While researching programmatic methods for optimizing network traffic in High Performance Computing, I discovered an interesting blog written by an NVIDIA researcher titled: Boosting Inline Packet Processing Using DPDK and GPUdev with GPUs, which introduced me to the concept of GPUDirect RDMA. VectorFlow-GX is my attempt to implement this solution, using GPUDirect RDMA and Infiniband verbs and a buffer-abstraction communication model inspired by EBA.
Simply put, VectorFlow-GX is my own implementation of a high-performance solution for networking in HPC, inspired by the following research and sources:
Why combine RDMA and IB with a buffer-abstraction communication model? I've provided a detailed explaination in the docs.
The system operates by mapping NIC hardware queues directly to GPU memory addresses, allowing the NIC to DMA packets into a GPU-resident mempool without CPU intervention in the data path.
I also wrote a Linux character device driver named gpurdma-mon that should be used with this program. I've added the driver as a repo submodule, so make sure it's initialized.
- CPU Control Plane:
- GPU Data Plane:
- GPUDirect RDMA:
- DPDK or DOCA SDK/Library: (see below)
My attempt involved using DPDK's, which includes gpudev and cuda libraries, along with GDRCopy. While this solution seems to work, support for GPUDirect RDMA is still a work in progress and some desired functionality isn't available. You can read my blog post on using DPDK for GPUDirect RDMA, where I explain in great detail.
Ultimately, I decided to use the DOCA library. It's well documented and provides a lot of capability; the GPUNetIO subsystem is the main component used.

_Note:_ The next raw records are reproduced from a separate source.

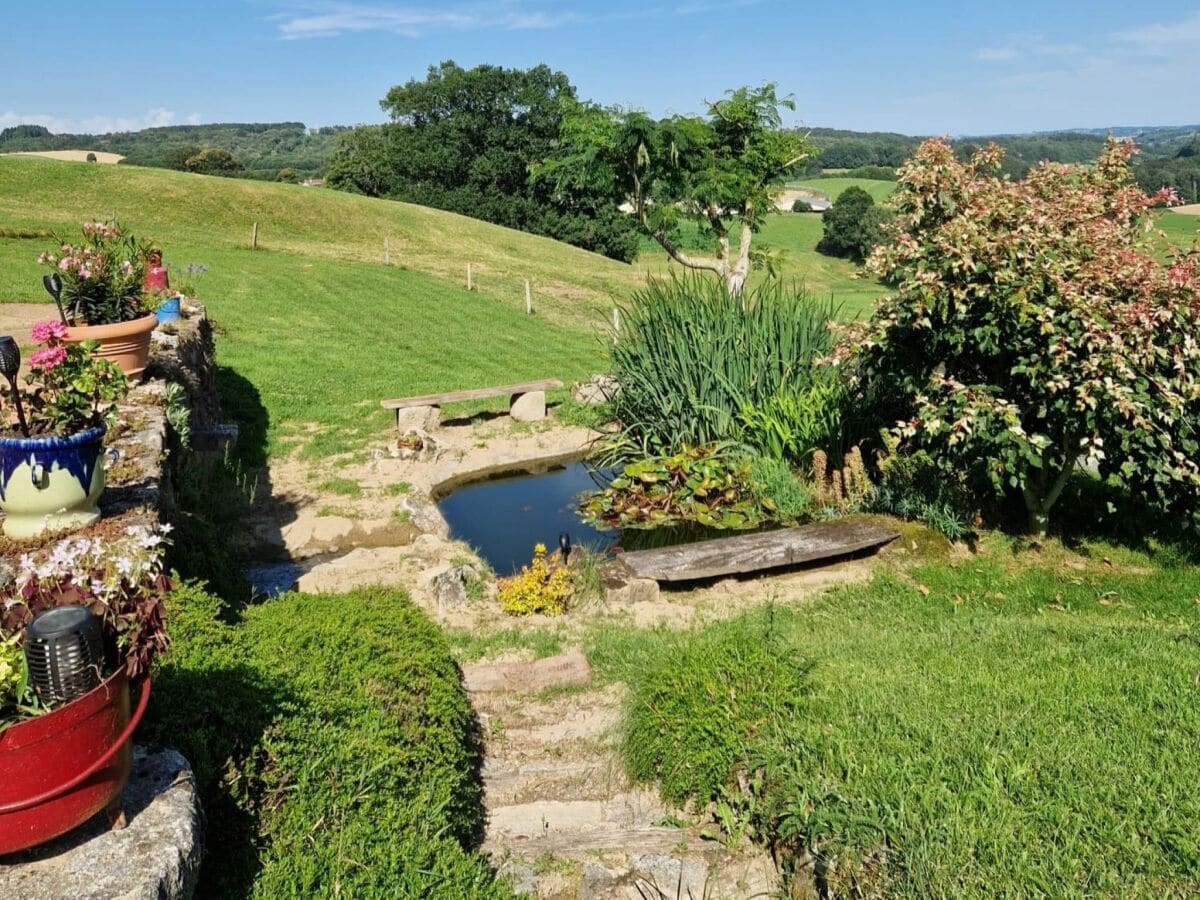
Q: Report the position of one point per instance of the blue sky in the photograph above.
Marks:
(931, 67)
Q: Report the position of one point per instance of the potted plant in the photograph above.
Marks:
(52, 466)
(65, 759)
(97, 285)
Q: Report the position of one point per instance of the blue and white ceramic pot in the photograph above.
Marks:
(51, 484)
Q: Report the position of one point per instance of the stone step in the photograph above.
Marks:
(654, 863)
(541, 779)
(628, 809)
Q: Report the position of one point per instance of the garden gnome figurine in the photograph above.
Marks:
(156, 273)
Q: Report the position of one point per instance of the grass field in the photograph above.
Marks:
(1007, 726)
(196, 215)
(832, 187)
(310, 336)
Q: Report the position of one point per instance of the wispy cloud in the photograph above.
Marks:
(159, 117)
(1161, 39)
(334, 19)
(1027, 46)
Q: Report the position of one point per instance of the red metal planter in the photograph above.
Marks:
(60, 769)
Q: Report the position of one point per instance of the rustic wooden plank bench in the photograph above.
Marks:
(516, 393)
(755, 552)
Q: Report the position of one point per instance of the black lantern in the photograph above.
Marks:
(65, 653)
(10, 365)
(53, 285)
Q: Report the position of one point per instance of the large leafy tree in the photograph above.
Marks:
(852, 226)
(463, 141)
(1032, 327)
(717, 172)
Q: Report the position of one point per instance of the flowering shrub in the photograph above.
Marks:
(69, 390)
(1031, 327)
(541, 587)
(101, 275)
(119, 579)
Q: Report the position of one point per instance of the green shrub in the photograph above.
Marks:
(697, 712)
(334, 747)
(793, 424)
(690, 357)
(779, 490)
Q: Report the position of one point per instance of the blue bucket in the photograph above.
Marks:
(168, 310)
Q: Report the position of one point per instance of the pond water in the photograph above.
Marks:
(503, 517)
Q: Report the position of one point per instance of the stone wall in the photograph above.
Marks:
(159, 853)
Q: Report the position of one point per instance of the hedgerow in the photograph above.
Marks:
(334, 747)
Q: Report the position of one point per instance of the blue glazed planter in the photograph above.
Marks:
(51, 484)
(168, 310)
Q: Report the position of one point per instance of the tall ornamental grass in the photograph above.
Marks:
(690, 357)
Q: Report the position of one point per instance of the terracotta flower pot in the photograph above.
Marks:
(52, 483)
(61, 768)
(126, 343)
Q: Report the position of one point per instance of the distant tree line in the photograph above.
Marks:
(465, 141)
(259, 149)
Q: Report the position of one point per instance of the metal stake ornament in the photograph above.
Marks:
(10, 365)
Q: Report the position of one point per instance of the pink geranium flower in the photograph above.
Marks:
(49, 331)
(48, 358)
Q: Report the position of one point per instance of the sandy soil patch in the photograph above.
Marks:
(72, 155)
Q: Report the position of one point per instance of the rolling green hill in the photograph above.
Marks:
(313, 328)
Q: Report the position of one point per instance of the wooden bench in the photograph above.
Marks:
(527, 400)
(755, 552)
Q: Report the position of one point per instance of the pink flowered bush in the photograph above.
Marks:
(67, 389)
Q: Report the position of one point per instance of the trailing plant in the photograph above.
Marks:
(845, 490)
(544, 587)
(690, 357)
(101, 275)
(67, 389)
(706, 485)
(1033, 327)
(793, 424)
(120, 579)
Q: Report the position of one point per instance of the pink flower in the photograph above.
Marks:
(48, 358)
(48, 331)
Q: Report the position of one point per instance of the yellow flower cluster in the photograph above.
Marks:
(541, 587)
(11, 670)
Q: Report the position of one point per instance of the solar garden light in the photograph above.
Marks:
(53, 285)
(64, 652)
(10, 364)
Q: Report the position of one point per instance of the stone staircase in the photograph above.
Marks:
(565, 822)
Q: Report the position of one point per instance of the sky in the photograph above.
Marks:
(921, 69)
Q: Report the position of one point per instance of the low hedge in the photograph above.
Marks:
(333, 743)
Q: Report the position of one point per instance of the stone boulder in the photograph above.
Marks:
(155, 857)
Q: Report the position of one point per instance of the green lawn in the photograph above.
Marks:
(999, 727)
(193, 216)
(832, 187)
(795, 237)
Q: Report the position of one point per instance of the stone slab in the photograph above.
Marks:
(528, 407)
(525, 677)
(756, 552)
(155, 857)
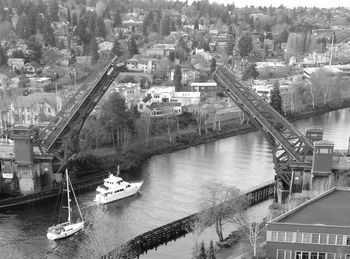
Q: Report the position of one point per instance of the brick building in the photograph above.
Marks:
(317, 229)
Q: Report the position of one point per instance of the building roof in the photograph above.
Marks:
(330, 208)
(147, 98)
(164, 105)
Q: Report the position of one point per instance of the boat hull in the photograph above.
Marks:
(67, 230)
(102, 199)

I discovered an alternative method for implementing this packet processing data flow, that used the DOCA library and GPUNetIO. The documentation and example programs were enough to persuade me to start over and build my program using DOCA instead of DPDK
To simplify, I created an system setup guide. Please follow setup instructions closely to ensure VectorFlow-GX will function as expected.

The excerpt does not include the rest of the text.